Elle ne put s’empêcher de se remémorer qu’elle avait cru que Walter se payait leur tête lorsqu’il avait organisé une réunion, voilà quelques semaines. Elle était obligatoire et toute l’équipe du cirque était présente. Ils avaient envisagé toutes les possibilités, du petit Monsieur Loyal ayant vendu le cirque jusqu’à sa fermeture pure et simple. Personne n’avait deviné qu’il annoncerait qu’une nouvelle aventure les attendait, et qu’elle incluait des extraterrestres, des vaisseaux de guerre et d’emmener tout le bataclan sur une autre planète.
Elle ralentit en passant à côté d’un guerrier qui sortait de l’un des ascenseurs. Leurs regards se croisèrent brièvement avant qu’elle ne rougisse et ne se détourne pour se dérober aux flammes qui emplirent soudainement les yeux du mâle. Ignorant la sensation chaleureuse qu’elle-même ressentait, elle accéléra pour s’éloigner du regard qui la suivait. Elle secoua la tête et se força à se souvenir de l’annonce qui avait changé tout ce qu’elle croyait savoir à propos de l’univers.
La déclaration de Walter les avait tous ébranlés, excepté Marvin, Martin et Sebring, leur épouse, qui semblaient être déjà au courant. C’était l’une des choses qu’elle adorait au cirque ; personne n’était condamné pour qui il était ou ses croyances. Mattie ne connaissait pas d’autres endroits où deux hommes pouvaient être mariés à une même femme sans que cela soit mal vu.
Elle se souvenait de la voix retentissante de Walter comme si c’était hier.

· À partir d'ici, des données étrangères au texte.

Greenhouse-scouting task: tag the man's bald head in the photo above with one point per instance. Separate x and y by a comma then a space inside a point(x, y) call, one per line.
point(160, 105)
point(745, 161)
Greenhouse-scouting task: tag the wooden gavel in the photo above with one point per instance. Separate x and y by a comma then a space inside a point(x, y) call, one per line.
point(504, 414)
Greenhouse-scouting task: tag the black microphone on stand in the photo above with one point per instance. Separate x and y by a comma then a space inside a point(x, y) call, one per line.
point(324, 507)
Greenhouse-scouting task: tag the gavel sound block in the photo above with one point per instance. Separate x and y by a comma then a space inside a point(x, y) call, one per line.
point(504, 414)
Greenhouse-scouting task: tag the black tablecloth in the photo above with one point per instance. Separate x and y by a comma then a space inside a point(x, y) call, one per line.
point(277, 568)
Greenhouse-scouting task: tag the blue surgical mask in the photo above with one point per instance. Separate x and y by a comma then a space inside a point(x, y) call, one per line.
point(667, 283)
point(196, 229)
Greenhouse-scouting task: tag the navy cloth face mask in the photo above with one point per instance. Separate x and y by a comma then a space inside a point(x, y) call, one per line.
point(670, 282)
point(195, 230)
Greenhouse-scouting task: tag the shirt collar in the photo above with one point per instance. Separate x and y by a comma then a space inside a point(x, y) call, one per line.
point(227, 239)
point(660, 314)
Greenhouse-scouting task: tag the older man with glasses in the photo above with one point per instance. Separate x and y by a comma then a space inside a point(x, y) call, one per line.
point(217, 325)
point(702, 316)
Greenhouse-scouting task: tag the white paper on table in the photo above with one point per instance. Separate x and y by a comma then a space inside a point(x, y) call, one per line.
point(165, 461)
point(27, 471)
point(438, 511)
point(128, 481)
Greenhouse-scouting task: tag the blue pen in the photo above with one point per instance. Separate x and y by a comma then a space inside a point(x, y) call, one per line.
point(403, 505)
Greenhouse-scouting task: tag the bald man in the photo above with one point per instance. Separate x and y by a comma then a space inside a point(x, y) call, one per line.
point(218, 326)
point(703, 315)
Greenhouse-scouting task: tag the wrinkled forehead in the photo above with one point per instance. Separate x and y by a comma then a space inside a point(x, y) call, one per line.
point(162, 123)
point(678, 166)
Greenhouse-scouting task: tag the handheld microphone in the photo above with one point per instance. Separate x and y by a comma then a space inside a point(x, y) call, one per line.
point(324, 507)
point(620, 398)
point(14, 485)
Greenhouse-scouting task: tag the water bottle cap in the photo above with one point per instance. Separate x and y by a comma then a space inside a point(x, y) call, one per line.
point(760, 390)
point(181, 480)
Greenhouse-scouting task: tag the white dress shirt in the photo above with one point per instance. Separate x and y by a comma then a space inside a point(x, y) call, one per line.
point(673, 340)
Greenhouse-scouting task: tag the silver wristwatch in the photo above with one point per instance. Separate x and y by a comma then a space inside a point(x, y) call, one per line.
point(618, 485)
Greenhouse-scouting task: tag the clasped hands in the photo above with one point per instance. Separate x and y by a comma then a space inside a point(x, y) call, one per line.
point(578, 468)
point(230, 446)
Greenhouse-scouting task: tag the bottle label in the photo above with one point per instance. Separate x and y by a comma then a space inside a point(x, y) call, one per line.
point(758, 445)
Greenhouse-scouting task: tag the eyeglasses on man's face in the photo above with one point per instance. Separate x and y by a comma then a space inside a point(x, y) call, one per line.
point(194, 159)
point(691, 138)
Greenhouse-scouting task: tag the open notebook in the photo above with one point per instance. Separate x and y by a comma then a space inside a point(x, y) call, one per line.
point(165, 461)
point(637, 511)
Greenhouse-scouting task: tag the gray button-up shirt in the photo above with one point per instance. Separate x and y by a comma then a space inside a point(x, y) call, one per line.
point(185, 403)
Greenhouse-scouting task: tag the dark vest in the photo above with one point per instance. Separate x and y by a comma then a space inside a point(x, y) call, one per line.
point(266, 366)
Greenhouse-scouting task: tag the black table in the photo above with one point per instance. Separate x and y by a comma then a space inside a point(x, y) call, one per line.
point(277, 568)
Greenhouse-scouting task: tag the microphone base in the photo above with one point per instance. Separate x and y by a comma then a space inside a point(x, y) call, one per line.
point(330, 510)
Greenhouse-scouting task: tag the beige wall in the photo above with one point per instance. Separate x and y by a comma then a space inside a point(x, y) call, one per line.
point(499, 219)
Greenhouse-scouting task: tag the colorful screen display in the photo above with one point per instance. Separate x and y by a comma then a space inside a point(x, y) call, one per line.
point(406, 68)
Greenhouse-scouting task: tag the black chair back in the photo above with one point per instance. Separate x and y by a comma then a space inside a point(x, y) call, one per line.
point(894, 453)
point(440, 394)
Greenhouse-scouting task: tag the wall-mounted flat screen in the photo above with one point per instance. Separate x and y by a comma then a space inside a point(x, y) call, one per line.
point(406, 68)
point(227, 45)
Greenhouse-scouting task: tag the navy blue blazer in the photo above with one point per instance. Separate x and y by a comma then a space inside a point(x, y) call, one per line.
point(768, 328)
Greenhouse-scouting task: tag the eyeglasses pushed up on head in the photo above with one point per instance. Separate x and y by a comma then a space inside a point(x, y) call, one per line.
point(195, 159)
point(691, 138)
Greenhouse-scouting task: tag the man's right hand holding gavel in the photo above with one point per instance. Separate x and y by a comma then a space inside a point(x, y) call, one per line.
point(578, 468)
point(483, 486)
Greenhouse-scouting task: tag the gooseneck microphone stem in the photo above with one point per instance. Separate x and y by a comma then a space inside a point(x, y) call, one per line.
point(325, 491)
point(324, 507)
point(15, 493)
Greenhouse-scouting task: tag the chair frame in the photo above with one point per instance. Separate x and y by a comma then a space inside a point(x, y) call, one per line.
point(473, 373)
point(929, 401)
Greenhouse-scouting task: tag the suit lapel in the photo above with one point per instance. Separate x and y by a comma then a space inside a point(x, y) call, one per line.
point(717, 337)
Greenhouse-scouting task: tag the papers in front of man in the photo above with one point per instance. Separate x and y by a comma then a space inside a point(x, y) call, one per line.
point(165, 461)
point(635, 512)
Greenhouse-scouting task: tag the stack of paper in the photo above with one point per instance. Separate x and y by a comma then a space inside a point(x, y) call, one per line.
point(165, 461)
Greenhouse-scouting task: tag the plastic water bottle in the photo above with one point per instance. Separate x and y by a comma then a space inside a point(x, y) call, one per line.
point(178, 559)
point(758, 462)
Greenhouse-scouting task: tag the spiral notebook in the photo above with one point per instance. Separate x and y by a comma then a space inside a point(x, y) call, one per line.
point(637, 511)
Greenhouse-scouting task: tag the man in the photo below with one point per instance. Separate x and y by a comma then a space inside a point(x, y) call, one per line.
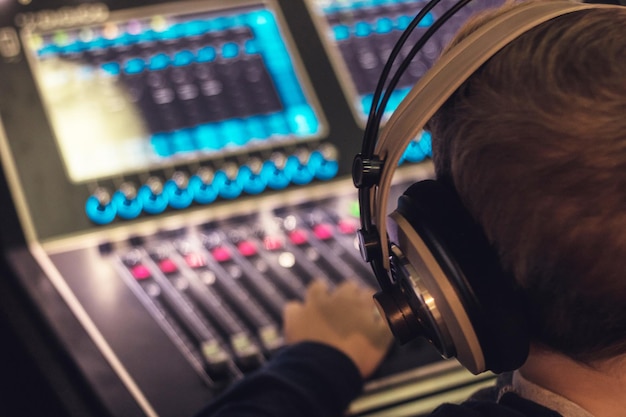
point(534, 143)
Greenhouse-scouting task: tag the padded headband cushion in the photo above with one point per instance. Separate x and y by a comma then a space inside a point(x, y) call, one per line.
point(460, 247)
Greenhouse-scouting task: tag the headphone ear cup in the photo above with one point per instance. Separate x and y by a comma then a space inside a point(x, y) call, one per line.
point(486, 293)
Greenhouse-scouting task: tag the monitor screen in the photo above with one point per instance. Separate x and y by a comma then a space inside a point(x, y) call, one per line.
point(134, 94)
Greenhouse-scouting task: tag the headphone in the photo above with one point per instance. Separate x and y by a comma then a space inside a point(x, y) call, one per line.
point(439, 276)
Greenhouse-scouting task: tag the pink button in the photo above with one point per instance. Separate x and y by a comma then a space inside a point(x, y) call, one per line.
point(247, 248)
point(167, 266)
point(140, 272)
point(347, 227)
point(272, 243)
point(221, 254)
point(298, 237)
point(323, 231)
point(195, 260)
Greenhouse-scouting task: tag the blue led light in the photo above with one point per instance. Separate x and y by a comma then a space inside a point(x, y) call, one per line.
point(251, 47)
point(299, 173)
point(302, 120)
point(323, 168)
point(234, 131)
point(277, 124)
point(252, 183)
point(384, 25)
point(230, 50)
point(362, 29)
point(112, 68)
point(206, 54)
point(195, 28)
point(341, 32)
point(178, 198)
point(183, 58)
point(126, 208)
point(159, 61)
point(277, 179)
point(98, 213)
point(425, 143)
point(134, 66)
point(413, 152)
point(151, 203)
point(226, 187)
point(203, 193)
point(403, 22)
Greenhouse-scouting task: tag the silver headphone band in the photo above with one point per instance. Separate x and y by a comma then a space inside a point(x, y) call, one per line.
point(441, 81)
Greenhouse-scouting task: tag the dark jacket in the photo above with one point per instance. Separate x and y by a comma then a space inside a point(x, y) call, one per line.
point(314, 380)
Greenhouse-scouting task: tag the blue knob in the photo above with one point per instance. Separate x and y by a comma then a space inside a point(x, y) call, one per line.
point(99, 213)
point(252, 182)
point(127, 208)
point(203, 192)
point(276, 178)
point(178, 197)
point(153, 203)
point(227, 187)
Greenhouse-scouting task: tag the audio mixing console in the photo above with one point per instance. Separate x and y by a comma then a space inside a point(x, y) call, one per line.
point(180, 171)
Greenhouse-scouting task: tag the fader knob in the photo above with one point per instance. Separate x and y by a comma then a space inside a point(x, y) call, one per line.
point(298, 169)
point(226, 181)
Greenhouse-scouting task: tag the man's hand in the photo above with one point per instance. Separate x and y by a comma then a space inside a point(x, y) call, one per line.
point(345, 319)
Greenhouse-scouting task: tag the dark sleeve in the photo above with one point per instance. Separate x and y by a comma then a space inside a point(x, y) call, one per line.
point(509, 405)
point(307, 379)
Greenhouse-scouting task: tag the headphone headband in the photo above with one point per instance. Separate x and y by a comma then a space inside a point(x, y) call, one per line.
point(443, 79)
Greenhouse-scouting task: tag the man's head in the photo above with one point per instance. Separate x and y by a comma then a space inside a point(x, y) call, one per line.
point(535, 144)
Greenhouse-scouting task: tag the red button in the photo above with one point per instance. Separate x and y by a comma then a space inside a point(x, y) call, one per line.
point(195, 260)
point(221, 254)
point(140, 272)
point(167, 266)
point(272, 243)
point(323, 231)
point(298, 237)
point(247, 248)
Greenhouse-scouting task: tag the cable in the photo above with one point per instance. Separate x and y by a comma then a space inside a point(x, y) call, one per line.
point(373, 126)
point(380, 86)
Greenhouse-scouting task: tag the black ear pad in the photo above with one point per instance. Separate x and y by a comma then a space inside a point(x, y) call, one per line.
point(459, 246)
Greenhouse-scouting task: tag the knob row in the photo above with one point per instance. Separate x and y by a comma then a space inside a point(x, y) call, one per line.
point(182, 190)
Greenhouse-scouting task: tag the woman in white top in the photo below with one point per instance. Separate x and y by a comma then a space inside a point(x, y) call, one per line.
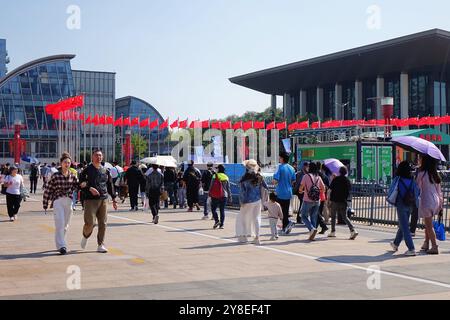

— J’ai quelque chose à vous dire. Comme toujours, ce dont nous allons parler ne doit pas sortir d’ici. Vous avez tous signé un contrat de confidentialité. C’est particulièrement important pour ce que je vais vous dire, les avait-il prévenus.
— Laisse tomber les grands discours, dis-nous juste ce que t’as à dire, Walter, avait crié Jerry l’Homme Tatoué. Tu sais bien qu’aucun d’entre nous ne te la ferait à l’envers.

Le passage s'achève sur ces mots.